The Good Table essentially lives up to its name offering comfort food in a graciously comfy setting.
In the high waters of our local haute fare, I’m amazed how we so blithely bathe in the sparkling stream of utterly fine dining in this small part of the culinary world.
And perhaps that state of being invariably puts a place like The Good Table in a class by itself. Its menu of “ordinary” food offers a mind-boggling menu of dishes straight out of the Joy of Cooking, with a smattering of Greek fare reflecting the ownership’s heritage. But ultimately the thrust is a personification of comfort food, as though lolling on a comfy sofa with a plate in your lap as the ultimate TV dinner.
Owned and operated by the Kostopoulos family, it serves family friendly fare to Cape residents—and everyone else—who descend in droves to this neighborhood haunt. That patch of asphalt in front of the restaurant — the parking lot — is full morning, noon and night year round. The restaurant serves three squares a day, a feat in itself.
About every two years I go there to see if the Good Table is still living up to its name. And I then ask myself why I don’t come here more often to enjoy such straightforward cooking at a price point that’s as affordable as dipping into your pocket for spare change?
Earlier this week we arrived at 6:30 to a full house and put our name on a list for a table. We earned our drinks at the bar for about 20 minutes until we were seated.
The dining room and the back enclosed porch, both of which can accommodate nearly 100 diners, are not spectacular looking spaces: no dazzling open kitchen flanked by a spiffy dining bar, nor a menu of precious small-plate concoctions as flip as the it girl.
At table we were greeted by Jessica, who is owner Lisa Kostopoulos’s niece and acts as the roving maître d’, an interesting job that goes something like this: She arrives at your table beaming, dressed that night in a glamorous black and white frock and recites the day’s specials — the monologue of a one-woman-show.
Then the waitress takes over for your order — and even she had some one-liners like her greeting, “Hi Sweets, what’ll you have?”

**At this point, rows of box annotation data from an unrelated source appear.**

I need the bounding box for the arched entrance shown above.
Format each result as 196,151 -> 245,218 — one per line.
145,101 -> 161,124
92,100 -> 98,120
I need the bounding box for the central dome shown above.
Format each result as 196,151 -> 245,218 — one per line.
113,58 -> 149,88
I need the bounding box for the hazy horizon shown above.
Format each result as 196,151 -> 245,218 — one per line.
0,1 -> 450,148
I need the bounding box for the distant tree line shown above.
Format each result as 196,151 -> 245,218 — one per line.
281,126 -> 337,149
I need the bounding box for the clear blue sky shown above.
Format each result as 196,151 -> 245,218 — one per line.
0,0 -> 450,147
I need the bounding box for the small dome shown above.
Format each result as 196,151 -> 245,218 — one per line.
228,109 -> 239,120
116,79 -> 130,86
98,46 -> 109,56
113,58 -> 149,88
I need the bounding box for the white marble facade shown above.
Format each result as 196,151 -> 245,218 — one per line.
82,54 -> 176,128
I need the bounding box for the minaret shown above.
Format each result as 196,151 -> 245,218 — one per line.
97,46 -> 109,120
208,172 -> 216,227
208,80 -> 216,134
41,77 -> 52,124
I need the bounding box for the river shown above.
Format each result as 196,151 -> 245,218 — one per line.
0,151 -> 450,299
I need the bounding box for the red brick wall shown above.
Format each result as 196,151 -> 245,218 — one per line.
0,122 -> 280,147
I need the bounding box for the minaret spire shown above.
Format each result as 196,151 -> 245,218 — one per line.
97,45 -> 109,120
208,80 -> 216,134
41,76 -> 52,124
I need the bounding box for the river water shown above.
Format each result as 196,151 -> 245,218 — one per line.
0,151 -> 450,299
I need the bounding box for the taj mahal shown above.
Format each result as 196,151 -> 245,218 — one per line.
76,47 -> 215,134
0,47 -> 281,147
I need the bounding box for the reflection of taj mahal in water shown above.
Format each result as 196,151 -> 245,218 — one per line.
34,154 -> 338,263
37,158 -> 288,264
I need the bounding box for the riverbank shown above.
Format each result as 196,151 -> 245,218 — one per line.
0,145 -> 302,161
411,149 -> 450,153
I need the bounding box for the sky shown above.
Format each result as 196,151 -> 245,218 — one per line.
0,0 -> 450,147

The dinner menu, however, is huge. It offers the usual suspects like clam chowder, baked haddock, roast chicken in a barbecue sauce, fried clams, steak tips and the like, with names like Tony’s Best (Tony, Lisa’s father), Chef’s Choice (Ryan Weeks) or Lisa’s picks. Even though we looked at everything on the list we had already decided on dinner. We’d start with the mussels to share and I was so in the mood for their hot turkey entrée with stuffing, mashed potatoes and cranberry sauce—Thanksgiving in August. My friend chose one of the Greek specialties, psari plaki. This was local haddock baked with tomatoes, sweet red peppers, onions, olive oil and fresh herb sauce.
When our waitress came back, she said, “OK, sweet things, have you decided?” Cute.
The Maine mussels were beautifully presented in a large bowl with an upside down pail over it looking a stovetop hat for the empty shells.
The mussels were afloat in a very tasty wine, shallots, garlic, lemon and herby sauce finished off with butter. With it came warmed crusty bread for dipping. The mussels, however, were so tiny they were like farmed miniatures that you had to pin-rick out of the shell. My dinner mate suggested a method that she learned in England of using the tips of an empty shell, like tweezers, to latch onto the shellfish inside. It worked. Even with its delicious broth, the mussels were fairly bland.
My turkey entrée looked like Swanson’s finest TV dinner, with more meat, stuffing and mashed potatoes. The breast meat was flavorful, probably carved from a large roast breast instead of a whole turkey. A few pieces of dark meat lurked under the slabs of white. Yet it was all pretty dry even under its veil of turkey gravy. The potatoes had also seen better days—its texture typical of potatoes brought back to life by reheating. The stuffing looked like a crumble topping and was fairly lackluster, too. The best component of the dish was the wonderful dollop of cranberry chutney sitting on a lettuce leaf.
At first bite my dinner mate liked her fish—pieces of haddock under a shimmering mélange of tomatoes onions and red peppers. But any resemblance to Greek cuisine was fleeting. I had a few bites and found the flavor OK, though the fish had that off-putting iodine taste that you get from fish sometimes.
Dessert, however, was so good that it would quality as the mother of invention. Called blueberry glaze pie it’s a remarkable serving of uncooked high-bush berries piled high in a pie shell and swathed with a blueberry sauce. Typically this is achieved by boiling down blueberries until a jam and then mixed in with the fresh berries. The devise is gorgeously delicious. With a real whipped cream topping, this heavenly piece of pie was a revelation.
That pie alone made the whole dinner worthwhile. I may have had some quibbles with the food, but it was tasty enough, served in an absolutely gracious and friendly atmosphere. And sometimes that’s just enough to deem dinner satisfying.